We sell nothing. We have no certification of our own to push. What follows is just what each mark guarantees, read off the certifying body’s own published standard.

Start with the question you’re actually asking

Most people who care about meat are really asking one of three things:

  1. What did the animal eat? (grass vs grain)
  2. How was it kept? (welfare, space, inputs)
  3. Can I trust the chain? (traceability, safety)

No single label answers all three. So the trick is to match the mark to the question.

Diet: the grass-fed question

This is where the most money is made on misunderstanding. “Grass-fed” sounds absolute. It usually isn’t. Many animals sold as grass-fed are finished on grain in their final months to add weight and fat quickly. In the UK there is no single statutory definition of “grass-fed” for retail meat, so the words alone carry less than they seem to.

The one mark that closes the gap is Pasture for Life. It certifies a 100% pasture and forage diet for the animal’s whole life — no grain at any stage — and it audits to confirm it.
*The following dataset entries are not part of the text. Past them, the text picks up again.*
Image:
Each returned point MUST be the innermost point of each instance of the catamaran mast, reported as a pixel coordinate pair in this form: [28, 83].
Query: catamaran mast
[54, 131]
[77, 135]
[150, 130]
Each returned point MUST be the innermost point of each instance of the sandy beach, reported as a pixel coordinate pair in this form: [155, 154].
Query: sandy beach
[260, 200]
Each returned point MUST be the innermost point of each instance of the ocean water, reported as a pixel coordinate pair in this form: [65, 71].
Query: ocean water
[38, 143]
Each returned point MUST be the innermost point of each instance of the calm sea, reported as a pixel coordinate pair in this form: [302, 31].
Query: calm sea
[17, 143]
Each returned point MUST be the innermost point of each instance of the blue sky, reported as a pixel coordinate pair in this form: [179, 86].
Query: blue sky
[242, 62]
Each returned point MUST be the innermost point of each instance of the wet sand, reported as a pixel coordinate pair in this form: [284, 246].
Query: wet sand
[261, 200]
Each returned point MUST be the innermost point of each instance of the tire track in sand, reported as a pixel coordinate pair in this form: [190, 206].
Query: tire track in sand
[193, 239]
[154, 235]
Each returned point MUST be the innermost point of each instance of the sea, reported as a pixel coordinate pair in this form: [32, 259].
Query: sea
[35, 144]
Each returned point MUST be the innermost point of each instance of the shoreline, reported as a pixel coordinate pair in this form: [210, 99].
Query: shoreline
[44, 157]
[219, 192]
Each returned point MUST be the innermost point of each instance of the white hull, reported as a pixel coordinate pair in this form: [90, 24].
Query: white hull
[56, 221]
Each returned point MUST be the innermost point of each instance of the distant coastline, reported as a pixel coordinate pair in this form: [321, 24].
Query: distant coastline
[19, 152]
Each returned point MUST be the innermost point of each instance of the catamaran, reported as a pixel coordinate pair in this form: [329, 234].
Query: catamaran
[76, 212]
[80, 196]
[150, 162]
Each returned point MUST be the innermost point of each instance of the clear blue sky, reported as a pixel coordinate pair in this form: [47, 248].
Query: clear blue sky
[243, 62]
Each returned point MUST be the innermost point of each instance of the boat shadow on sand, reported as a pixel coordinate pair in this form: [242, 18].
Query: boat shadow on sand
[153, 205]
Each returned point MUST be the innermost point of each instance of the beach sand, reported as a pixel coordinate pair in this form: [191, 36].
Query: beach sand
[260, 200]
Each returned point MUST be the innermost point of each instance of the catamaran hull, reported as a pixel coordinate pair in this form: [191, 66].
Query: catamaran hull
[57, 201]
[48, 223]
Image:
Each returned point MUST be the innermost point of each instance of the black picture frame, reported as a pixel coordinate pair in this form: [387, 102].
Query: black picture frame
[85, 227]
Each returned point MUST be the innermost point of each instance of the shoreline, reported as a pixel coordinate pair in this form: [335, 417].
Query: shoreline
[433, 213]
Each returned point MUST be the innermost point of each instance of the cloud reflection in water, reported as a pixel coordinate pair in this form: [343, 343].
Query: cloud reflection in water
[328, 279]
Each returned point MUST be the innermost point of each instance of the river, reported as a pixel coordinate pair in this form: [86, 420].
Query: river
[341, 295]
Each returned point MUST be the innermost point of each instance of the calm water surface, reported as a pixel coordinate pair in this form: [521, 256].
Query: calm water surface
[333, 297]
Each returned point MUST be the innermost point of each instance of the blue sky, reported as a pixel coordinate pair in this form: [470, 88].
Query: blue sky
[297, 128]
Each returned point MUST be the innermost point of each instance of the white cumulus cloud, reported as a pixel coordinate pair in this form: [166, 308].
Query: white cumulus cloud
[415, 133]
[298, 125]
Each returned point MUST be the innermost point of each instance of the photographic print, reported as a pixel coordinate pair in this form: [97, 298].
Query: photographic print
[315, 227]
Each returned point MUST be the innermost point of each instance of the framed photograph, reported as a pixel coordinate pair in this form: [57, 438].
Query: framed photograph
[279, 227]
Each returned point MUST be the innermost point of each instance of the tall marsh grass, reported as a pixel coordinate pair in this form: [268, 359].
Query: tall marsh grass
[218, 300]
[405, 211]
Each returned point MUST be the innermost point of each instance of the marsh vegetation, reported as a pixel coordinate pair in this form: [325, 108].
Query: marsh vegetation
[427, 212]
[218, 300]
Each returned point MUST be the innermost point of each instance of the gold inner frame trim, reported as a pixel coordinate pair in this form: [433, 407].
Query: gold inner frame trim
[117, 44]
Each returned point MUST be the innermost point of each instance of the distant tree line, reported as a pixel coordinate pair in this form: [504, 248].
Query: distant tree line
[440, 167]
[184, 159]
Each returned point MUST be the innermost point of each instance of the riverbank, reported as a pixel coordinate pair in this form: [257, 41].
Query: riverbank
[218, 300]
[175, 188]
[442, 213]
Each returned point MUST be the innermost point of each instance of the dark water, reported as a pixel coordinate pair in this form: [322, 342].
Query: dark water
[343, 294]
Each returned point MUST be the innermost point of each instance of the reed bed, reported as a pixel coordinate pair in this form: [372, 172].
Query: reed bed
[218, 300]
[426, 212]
If the diet is what you care about, this is the mark to look for, and it covers both the UK and Ireland.

Welfare and inputs: the organic question

Soil Association Organic is the best-known UK organic mark, and its standards meet or exceed the legal organic minimum, especially on welfare. Organic means a forage-based diet, genuine pasture access, no artificial fertiliser, and no routine antibiotics. It does not, by itself, guarantee a 100% grass diet — so read it alongside Pasture for Life if both matter.

For poultry and pork, free-range is the welfare claim that means something: continuous daytime access to open-air runs. The specifics vary by species, so treat it as a strong signal rather than a complete picture.

Ireland: the Bord Bia marks

Irish beef and lamb largely runs through Bord Bia’s SBLAS scheme, which certifies farms on quality, traceability and — unusually — sustainability, with carbon footprinting built in. Above it sits Origin Green, Ireland’s national sustainability programme. Ireland’s long grazing season means most of this meat is pasture-based by default; the marks certify the system rather than guaranteeing an all-grass diet.

The baseline: Red Tractor

Red Tractor is the UK’s most common farm-assurance mark. It verifies food safety, traceability and baseline welfare — the floor the mainstream supply chain already operates to. It is useful, but on its own it does not separate an exceptional producer from an ordinary one. We list it for transparency, never as a reason a producer qualifies.

A simple ranking, by how much the mark tells you

  • Pasture for Life — the strongest single claim: 100% pasture-fed, for life, audited.
  • Soil Association / Irish Organic — higher welfare and controlled inputs, audited above baseline.
  • Bord Bia SBLAS / Origin Green — farm assurance plus sustainability (Ireland).
  • Free-range — meaningful welfare claim for pork and poultry.
  • Red Tractor — baseline safety and traceability; the floor, not the ceiling.

What no label can replace

A label is a shortcut for trust when you can’t ask the farmer yourself. When you can — at a farm shop, a farm gate, a real butcher’s counter — ask three questions: what breed, what did it eat, and where was it killed? A producer who is proud of the answers will give them gladly. That conversation is worth more than any mark, and it’s the whole reason this directory exists.